The following is excerpted from the Deseret News. To read the full article, CLICK HERE

Ready or not, a new Supreme Court term is here.

The justices heard their first cases of the fall Monday, and they’ll have their hands full with conferences, oral argument sessions and decision writing for at least the next nine months.

I, however, have a much shorter to-do list than normal, since the court has only taken up one religion-related case so far. 303 Creative v. Elenis centers on a website designer who argues the state of Colorado can’t force her to design sites for same-sex weddings since doing so would violate her religious beliefs.

“(Lorie) Smith does not want to design websites for same-sex weddings, and she wants to post a message on her own website to explain that.
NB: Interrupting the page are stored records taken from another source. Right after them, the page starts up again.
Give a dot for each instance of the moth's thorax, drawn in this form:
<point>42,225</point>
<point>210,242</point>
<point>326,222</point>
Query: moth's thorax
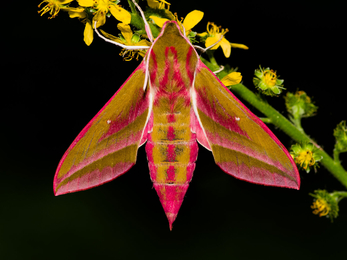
<point>172,60</point>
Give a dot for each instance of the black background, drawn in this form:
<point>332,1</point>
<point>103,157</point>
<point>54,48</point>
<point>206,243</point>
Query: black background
<point>53,84</point>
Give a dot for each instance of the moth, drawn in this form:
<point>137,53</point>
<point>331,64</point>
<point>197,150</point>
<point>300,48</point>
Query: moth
<point>171,102</point>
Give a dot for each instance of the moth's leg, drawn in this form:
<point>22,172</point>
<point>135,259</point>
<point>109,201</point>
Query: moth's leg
<point>148,30</point>
<point>209,47</point>
<point>128,47</point>
<point>219,70</point>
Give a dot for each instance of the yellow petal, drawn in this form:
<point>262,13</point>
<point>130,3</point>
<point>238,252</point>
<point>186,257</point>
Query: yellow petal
<point>100,18</point>
<point>77,12</point>
<point>192,19</point>
<point>232,78</point>
<point>143,43</point>
<point>85,3</point>
<point>62,2</point>
<point>158,21</point>
<point>126,31</point>
<point>226,46</point>
<point>111,37</point>
<point>239,45</point>
<point>120,14</point>
<point>153,4</point>
<point>212,40</point>
<point>88,33</point>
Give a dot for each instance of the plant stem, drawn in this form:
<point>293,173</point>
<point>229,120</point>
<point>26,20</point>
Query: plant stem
<point>286,126</point>
<point>341,194</point>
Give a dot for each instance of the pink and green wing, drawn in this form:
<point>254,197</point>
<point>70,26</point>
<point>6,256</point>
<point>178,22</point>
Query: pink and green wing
<point>242,145</point>
<point>107,146</point>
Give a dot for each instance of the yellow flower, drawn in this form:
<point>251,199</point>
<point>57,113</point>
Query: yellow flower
<point>128,39</point>
<point>214,34</point>
<point>320,207</point>
<point>192,19</point>
<point>88,29</point>
<point>326,204</point>
<point>102,7</point>
<point>232,78</point>
<point>267,81</point>
<point>158,4</point>
<point>53,7</point>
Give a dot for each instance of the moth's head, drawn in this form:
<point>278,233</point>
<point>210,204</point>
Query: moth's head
<point>172,27</point>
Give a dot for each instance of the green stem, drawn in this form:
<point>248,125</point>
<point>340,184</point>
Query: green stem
<point>213,62</point>
<point>132,7</point>
<point>266,120</point>
<point>341,194</point>
<point>286,126</point>
<point>336,155</point>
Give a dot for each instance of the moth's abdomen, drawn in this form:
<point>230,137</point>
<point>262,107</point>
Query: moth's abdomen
<point>171,151</point>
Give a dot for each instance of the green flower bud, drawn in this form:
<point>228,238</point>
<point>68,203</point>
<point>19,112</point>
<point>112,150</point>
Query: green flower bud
<point>340,134</point>
<point>305,156</point>
<point>325,204</point>
<point>267,81</point>
<point>300,105</point>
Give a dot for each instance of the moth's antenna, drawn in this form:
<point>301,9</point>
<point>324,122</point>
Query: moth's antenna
<point>148,30</point>
<point>184,30</point>
<point>209,47</point>
<point>128,47</point>
<point>219,70</point>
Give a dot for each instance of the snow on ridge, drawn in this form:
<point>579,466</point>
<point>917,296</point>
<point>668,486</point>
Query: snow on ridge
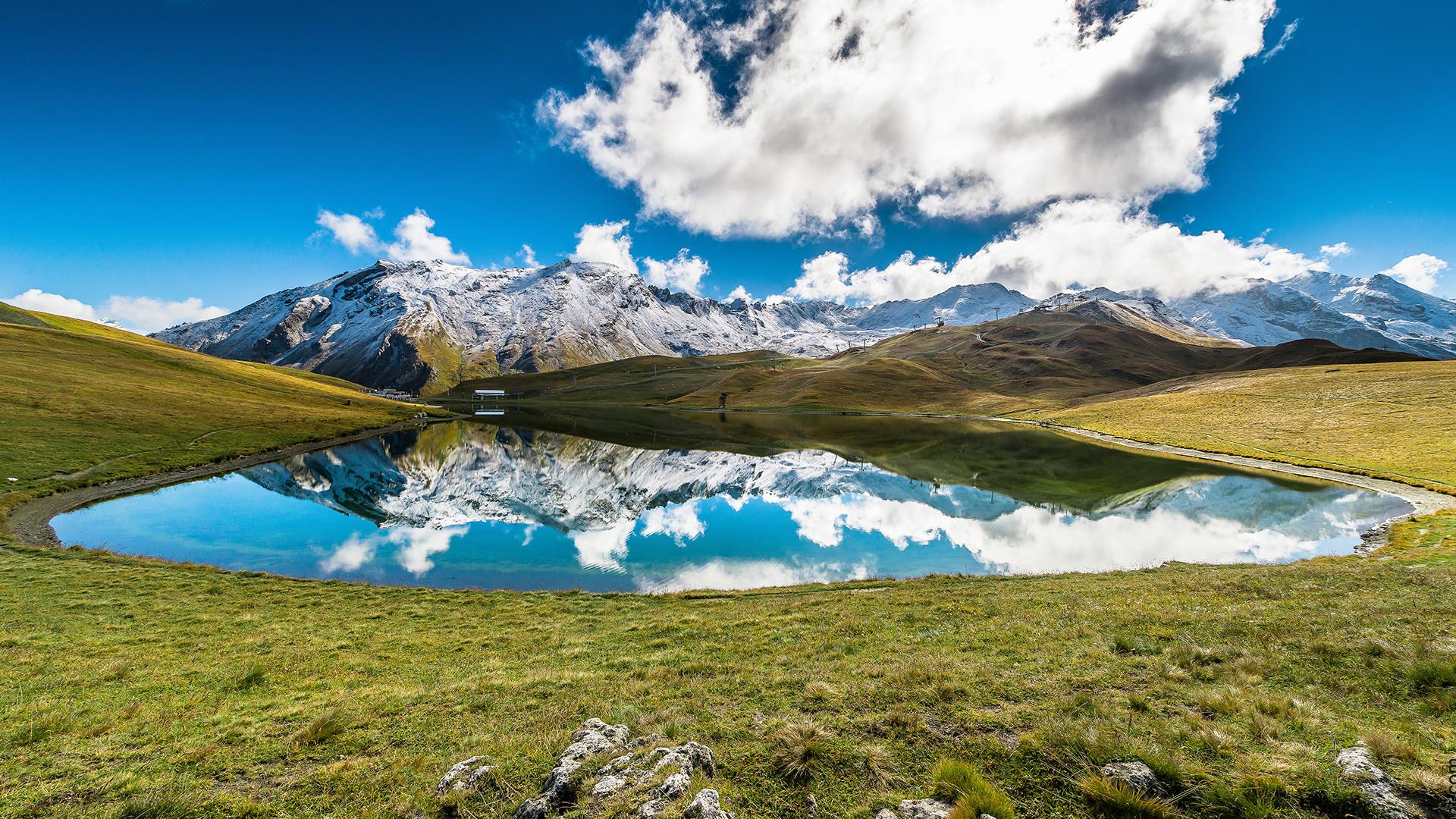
<point>379,325</point>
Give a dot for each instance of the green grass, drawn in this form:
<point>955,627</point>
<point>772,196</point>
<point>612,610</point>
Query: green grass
<point>143,689</point>
<point>1394,420</point>
<point>962,784</point>
<point>370,694</point>
<point>83,404</point>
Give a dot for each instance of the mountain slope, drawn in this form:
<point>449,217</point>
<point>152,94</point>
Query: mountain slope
<point>82,404</point>
<point>425,325</point>
<point>1038,357</point>
<point>1378,312</point>
<point>1420,321</point>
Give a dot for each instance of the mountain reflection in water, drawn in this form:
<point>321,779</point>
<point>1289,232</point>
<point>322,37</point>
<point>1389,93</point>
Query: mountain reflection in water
<point>654,502</point>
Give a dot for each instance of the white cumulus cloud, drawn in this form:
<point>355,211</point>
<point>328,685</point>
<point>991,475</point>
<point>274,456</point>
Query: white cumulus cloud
<point>137,314</point>
<point>604,243</point>
<point>1417,271</point>
<point>414,237</point>
<point>610,243</point>
<point>679,522</point>
<point>807,114</point>
<point>1068,245</point>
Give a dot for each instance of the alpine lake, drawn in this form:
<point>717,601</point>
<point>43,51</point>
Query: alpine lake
<point>650,500</point>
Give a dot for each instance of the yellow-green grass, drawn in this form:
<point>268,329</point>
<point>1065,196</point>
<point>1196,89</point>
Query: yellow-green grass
<point>83,404</point>
<point>133,682</point>
<point>140,689</point>
<point>1394,420</point>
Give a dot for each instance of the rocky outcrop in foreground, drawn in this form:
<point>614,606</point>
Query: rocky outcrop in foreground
<point>604,770</point>
<point>1378,787</point>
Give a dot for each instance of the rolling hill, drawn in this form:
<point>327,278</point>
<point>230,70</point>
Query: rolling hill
<point>1041,357</point>
<point>425,325</point>
<point>82,404</point>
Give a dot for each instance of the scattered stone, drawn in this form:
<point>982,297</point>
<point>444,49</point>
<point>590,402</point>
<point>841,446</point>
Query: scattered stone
<point>705,806</point>
<point>919,809</point>
<point>606,765</point>
<point>607,786</point>
<point>1136,776</point>
<point>466,776</point>
<point>673,786</point>
<point>1379,789</point>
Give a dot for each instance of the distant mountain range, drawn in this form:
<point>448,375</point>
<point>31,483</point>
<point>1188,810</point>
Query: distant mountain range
<point>428,325</point>
<point>1052,354</point>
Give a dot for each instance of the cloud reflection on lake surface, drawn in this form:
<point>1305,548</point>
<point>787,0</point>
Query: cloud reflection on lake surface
<point>661,502</point>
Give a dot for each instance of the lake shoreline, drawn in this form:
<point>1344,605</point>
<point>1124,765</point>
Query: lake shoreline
<point>31,521</point>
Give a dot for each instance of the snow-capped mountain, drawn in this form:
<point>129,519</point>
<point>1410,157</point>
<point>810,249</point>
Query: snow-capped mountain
<point>1424,324</point>
<point>601,493</point>
<point>427,325</point>
<point>1273,312</point>
<point>1145,312</point>
<point>421,325</point>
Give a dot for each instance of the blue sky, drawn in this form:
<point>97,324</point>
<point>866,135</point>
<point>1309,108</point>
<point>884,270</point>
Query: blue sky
<point>185,149</point>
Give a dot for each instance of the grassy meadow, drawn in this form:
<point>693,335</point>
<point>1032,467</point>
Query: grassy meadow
<point>139,689</point>
<point>83,404</point>
<point>136,689</point>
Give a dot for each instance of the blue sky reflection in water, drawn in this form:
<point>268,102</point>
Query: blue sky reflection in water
<point>469,504</point>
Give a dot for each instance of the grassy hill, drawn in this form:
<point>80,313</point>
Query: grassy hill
<point>140,689</point>
<point>1030,360</point>
<point>83,404</point>
<point>1395,420</point>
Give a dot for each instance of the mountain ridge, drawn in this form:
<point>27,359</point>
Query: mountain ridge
<point>424,327</point>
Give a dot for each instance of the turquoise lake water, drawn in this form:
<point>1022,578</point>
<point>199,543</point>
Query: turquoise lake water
<point>660,502</point>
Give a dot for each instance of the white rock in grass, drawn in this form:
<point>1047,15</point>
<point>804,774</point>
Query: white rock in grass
<point>1136,776</point>
<point>1378,786</point>
<point>465,776</point>
<point>707,806</point>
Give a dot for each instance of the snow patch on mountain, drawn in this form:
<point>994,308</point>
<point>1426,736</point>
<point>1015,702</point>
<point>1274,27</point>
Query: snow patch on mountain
<point>400,324</point>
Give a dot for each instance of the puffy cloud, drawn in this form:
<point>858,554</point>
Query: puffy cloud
<point>351,556</point>
<point>1068,245</point>
<point>350,231</point>
<point>1283,41</point>
<point>1033,539</point>
<point>827,276</point>
<point>150,315</point>
<point>55,303</point>
<point>677,522</point>
<point>417,545</point>
<point>414,237</point>
<point>1417,271</point>
<point>748,575</point>
<point>680,273</point>
<point>413,550</point>
<point>603,548</point>
<point>416,241</point>
<point>805,114</point>
<point>137,314</point>
<point>610,243</point>
<point>606,243</point>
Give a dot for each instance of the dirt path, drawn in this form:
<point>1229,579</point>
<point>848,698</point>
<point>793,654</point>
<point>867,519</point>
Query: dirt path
<point>31,521</point>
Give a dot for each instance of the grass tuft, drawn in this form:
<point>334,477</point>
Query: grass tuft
<point>799,749</point>
<point>321,727</point>
<point>159,806</point>
<point>1111,798</point>
<point>973,795</point>
<point>253,676</point>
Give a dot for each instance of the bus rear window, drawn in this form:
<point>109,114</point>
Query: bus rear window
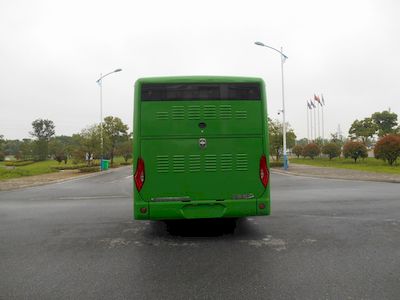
<point>201,91</point>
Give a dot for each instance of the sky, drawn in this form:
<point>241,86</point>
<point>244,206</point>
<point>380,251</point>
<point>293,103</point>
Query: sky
<point>52,53</point>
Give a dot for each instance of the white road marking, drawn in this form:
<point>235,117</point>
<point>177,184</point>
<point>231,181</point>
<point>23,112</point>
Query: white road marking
<point>93,197</point>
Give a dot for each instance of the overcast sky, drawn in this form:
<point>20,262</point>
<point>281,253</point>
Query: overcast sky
<point>52,52</point>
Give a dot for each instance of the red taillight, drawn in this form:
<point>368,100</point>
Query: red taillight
<point>264,172</point>
<point>139,174</point>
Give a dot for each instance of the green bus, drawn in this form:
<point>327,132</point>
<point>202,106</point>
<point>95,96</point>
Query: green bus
<point>200,148</point>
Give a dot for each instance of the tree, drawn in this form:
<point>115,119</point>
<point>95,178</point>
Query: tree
<point>355,150</point>
<point>26,149</point>
<point>363,129</point>
<point>125,149</point>
<point>385,121</point>
<point>311,150</point>
<point>388,148</point>
<point>302,142</point>
<point>332,150</point>
<point>87,143</point>
<point>276,137</point>
<point>60,148</point>
<point>297,150</point>
<point>43,130</point>
<point>336,139</point>
<point>115,132</point>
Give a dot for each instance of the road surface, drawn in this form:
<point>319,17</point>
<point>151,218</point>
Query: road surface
<point>325,239</point>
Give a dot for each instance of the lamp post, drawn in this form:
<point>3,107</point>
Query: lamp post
<point>100,83</point>
<point>283,58</point>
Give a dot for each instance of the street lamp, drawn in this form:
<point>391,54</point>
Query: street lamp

But a Colorado law prohibits businesses that are open to the public from discriminating against gay people or announcing their intent to do so,” SCOTUSblog reported in February when the court agreed to hear the case.

Interestingly, the justices declined to consider Smith’s religious freedom claims and, instead, have chosen to focus on free speech. But many faith groups are still watching the case closely as communities across the country struggle to balance religious freedom and LGBTQ rights.

There are plenty of other religions cases seeking the Supreme Court’s attention, but the justices haven’t yet agreed to hear one. Mark Rienzi, president and CEO of the Becket Fund for Religious Liberty, told me last week that it’ll be fascinating to see what ends up on this term’s docket, and I can’t help but agree.

Here’s a look at some other cases the Supreme Court may hear this term:

Cases on the Supreme Court’s doorstep

Gerald Groff, an evangelical Christian, believes that working on Sunday is against his religion. He resigned from his job with the U.S. Postal Service rather than pick up shifts on his Sabbath day and then sued, alleging religious freedom violations.